Tellingly, in a seven-minute phone interview with SBS Radio News’ Greg Dyett on December 16, Saidam repeatedly avoided answering direct, simple questions including: “Members of the Australian delegation have told Australian media outlets it wasn’t the Australians who were rude, it was the British delegates who were rude. What’s your recollection?”; “What were the exact questions and who was asking them?”; “Was there any one question, and was there any one individual who particularly riled you, who particularly upset you with their questioning?”

Instead of answering even one of these questions, he repeatedly changed the subject to Palestinian talking points such as checkpoints, settlements and, in his words, “why [Israel] is continuing the occupation after 60-plus UN resolutions that have called upon Israel to end this illegal occupation [sic]”, suggesting this was merely an effort to gain publicity for the Palestinian narrative.

Finally, the fact that two Australian participants in the meeting (Wilson and Sterle) separately commented that the British members of the meeting were more blunt with their Palestinian hosts than the Australian members (even as McNeill reported that Palestinian officials insisted otherwise) may hint at the real context for this manufactured “controversy”.
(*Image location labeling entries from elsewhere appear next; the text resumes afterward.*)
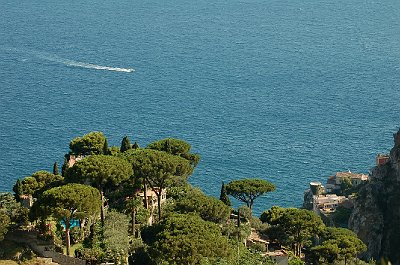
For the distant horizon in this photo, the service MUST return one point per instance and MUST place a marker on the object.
(289, 92)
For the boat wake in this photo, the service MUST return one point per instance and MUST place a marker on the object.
(92, 66)
(54, 58)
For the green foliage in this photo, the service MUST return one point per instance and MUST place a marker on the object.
(17, 213)
(187, 239)
(71, 201)
(271, 216)
(106, 151)
(125, 144)
(247, 190)
(208, 208)
(114, 150)
(294, 228)
(341, 216)
(37, 183)
(294, 260)
(245, 212)
(158, 168)
(135, 145)
(224, 195)
(90, 144)
(100, 170)
(176, 147)
(116, 237)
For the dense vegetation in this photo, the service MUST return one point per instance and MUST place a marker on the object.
(116, 195)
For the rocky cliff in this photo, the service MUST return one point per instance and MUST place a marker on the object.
(376, 214)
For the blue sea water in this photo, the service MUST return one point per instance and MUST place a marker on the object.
(285, 90)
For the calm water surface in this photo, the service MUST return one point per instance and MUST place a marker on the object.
(286, 90)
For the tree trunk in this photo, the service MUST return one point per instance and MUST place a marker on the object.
(146, 204)
(159, 205)
(133, 223)
(67, 237)
(102, 207)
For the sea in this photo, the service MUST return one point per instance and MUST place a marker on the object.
(290, 91)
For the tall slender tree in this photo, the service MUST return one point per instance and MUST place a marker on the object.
(106, 151)
(55, 168)
(224, 195)
(100, 170)
(125, 144)
(158, 169)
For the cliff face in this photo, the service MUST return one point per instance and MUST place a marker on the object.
(376, 214)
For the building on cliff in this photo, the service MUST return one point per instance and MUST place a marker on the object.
(376, 215)
(334, 183)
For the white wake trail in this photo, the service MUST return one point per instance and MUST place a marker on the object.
(95, 66)
(54, 58)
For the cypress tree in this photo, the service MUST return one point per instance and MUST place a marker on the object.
(135, 145)
(55, 168)
(105, 147)
(125, 144)
(18, 190)
(224, 196)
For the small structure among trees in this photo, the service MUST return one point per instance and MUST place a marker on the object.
(247, 190)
The evidence seems to suggest that the Palestinian Authority has a grudge against the Australian government that they don’t have with the British government.

As the Palestinian Education Minister told McNeill: “There has [sic] been a lot of complaints as you know on the Palestinian side that the Government of Australia was not [or, rather, has not been] that sympathetic with the Palestinians.”

For the Palestinian Authority, then, it would appear that uncritical “sympathy” is their litmus test for visiting foreign officials. And they apparently haven’t been feeling enough sympathy from Canberra.

However, on the Palestinian Authority’s political ledger, embarrassing or antagonizing the UK’s Cameron government appears to be something they seek to avoid at this time.

Why visiting Australians were singled out by the Palestinians for criticism while British visitors were spared is a question that is truly newsworthy. So is the reality, conceded by Saidam, that the PA teaches children to venerate terrorists who slaughter civilians as “freedom fighters”. It’s a shame elements in Australia’s media do not seem to think so.

(It should be noted that the incident was also reported in Australian’s Cut and Paste column (Subscription required) and websites for the Algemeiner, Guardian and in an AAP story although none of these reports added new information to the story).